Construction of two large solar panel facilities will begin soon at sites in Hancock and Clarke counties. The two electric generating stations, each costing $80 million, will sell wholesale power to Mississippi Power which in turn will sell it to its customers.
The 78.5 megawatts solar farms are owned by Birch Creek Development, a California-based company that specializes in the development, financing, ownership and operation of utility-scale solar projects across the Southeast and Mid-Atlantic. Birch Creek has partnered with Pine Gate Renewables of Asheville, N.C., to oversee the development of the Cane Creek project in Clarke County and the Moonshot Solar project in Hancock County.
Public Service Commission Chairman Dane Maxwell, who announced the PSC’s approval last month of the two projects, said negotiations for land purchases for the projects is ongoing so exact locations aren’t yet available. “We’ll know shortly,” he said. “They’re supposed to be breaking ground in the next several months.”
Construction of the two facilities is expected to take about a year with the goal of reaching commercial operation by the end of 2022, said Daniel Forde, the PSC’s director of policy.
Maxwell said the new projects will have a number of direct and indirect economic benefits for Hancock and Clarke counties and the surrounding areas. “It will create 300 jobs during construction and five full-time jobs over the 35-year lifespan of the facility.

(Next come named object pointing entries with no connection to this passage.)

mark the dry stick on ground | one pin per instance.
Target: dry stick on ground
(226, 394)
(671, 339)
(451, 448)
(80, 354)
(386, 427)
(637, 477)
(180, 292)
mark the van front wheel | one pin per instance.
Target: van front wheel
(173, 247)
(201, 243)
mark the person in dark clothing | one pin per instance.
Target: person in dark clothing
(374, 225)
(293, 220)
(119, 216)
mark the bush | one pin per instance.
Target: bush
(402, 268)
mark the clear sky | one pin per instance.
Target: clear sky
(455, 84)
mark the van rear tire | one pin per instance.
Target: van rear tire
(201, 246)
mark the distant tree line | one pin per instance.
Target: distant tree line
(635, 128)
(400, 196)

Other businesses will spring up because of it and there could be companies working to maintain those panels,” Maxwell said. “It’s going to give us a reliable source of renewable energy and we don’t have a lot of that.”

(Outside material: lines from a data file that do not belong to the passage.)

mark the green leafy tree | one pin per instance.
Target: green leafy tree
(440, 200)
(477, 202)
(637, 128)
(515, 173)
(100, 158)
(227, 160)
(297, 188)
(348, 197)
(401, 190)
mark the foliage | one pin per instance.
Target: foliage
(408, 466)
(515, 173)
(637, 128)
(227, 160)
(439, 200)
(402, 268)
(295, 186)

Utilities including Mississippi Power are looking to solar energy as a clean and cheaper alternative to carbon-based resources. The company’s website calls solar generation a cost-effective power source that stabilizes prices for its customers and benefits the environment.
The company is involved with four solar energy businesses and the U.S. Navy on solar facilities in its service area which generate more than 160 megawatts o electricity. That amount is enough to power more than 23,000 homes or a year.

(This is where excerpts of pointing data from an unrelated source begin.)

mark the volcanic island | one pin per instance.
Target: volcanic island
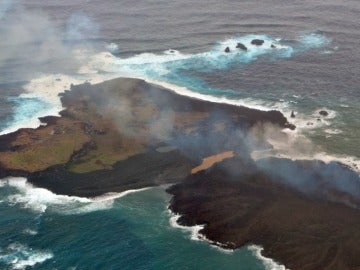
(127, 134)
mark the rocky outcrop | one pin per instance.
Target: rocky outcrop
(257, 42)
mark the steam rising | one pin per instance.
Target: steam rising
(43, 46)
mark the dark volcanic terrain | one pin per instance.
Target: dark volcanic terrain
(126, 134)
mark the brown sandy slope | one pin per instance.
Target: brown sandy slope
(125, 134)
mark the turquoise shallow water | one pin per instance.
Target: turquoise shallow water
(317, 69)
(133, 233)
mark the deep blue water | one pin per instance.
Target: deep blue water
(315, 66)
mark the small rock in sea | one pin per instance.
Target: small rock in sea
(324, 113)
(241, 46)
(257, 42)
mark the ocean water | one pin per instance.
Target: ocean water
(46, 46)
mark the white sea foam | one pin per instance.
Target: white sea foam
(194, 231)
(40, 200)
(30, 231)
(37, 199)
(269, 264)
(19, 256)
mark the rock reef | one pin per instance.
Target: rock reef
(127, 134)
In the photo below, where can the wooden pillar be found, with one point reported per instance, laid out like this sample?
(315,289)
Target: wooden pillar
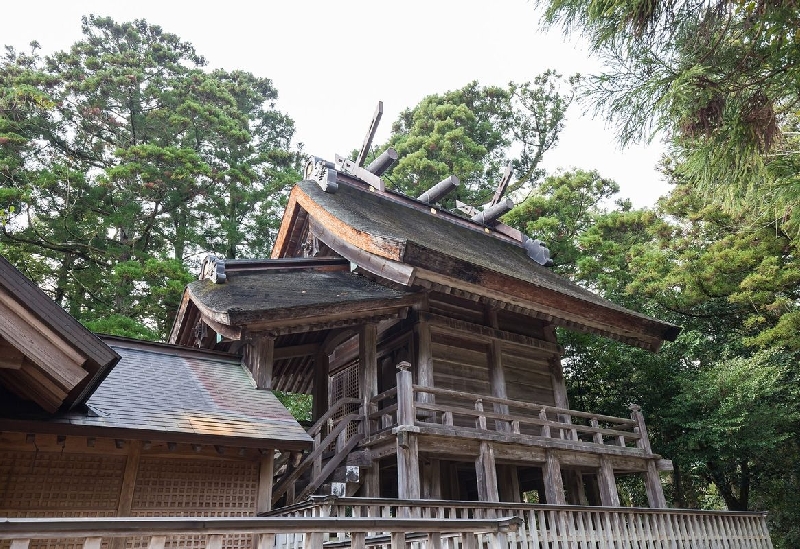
(266,474)
(609,496)
(128,486)
(497,381)
(652,483)
(424,359)
(368,367)
(592,490)
(321,394)
(431,479)
(576,494)
(408,482)
(652,480)
(486,471)
(508,483)
(553,483)
(371,480)
(258,358)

The facilities are a 3-4 megawatt utility-scale solar energy project on a 15-acre site at the Naval Construction Battalion Center in Gulfport, a 50-MW project on 450 acres in Hattiesburg, a 52-MW 595-acre site in Sumrall and a 53-MW project in Lauderdale County.
According to the PSC, the two planned facilities will be 78.5 megawatt generating stations that will deliver wholesale power directly to the Mississippi Power/Southern Company transmission grid. The facilities will utilize approximately 265,000 400-watt photovoltaic panels that will be ground-mounted via steel racking structures and single-axis tracking systems.
“As far as acreage goes, the engineering plans are still in the works on these projects,” Forde said. “Topography, other environmental factors, and technology all impact how much land is needed to reach their capacity goal of 78.5 megawatts.” According to the Solar Energy Industry Association, a utility-scale solar power plant could require between 5 and 10 acres per megawatt of generating capacity.
The developers received approval from the PSC last month and are working on engineering plans which will be filed at the PSC prior to construction.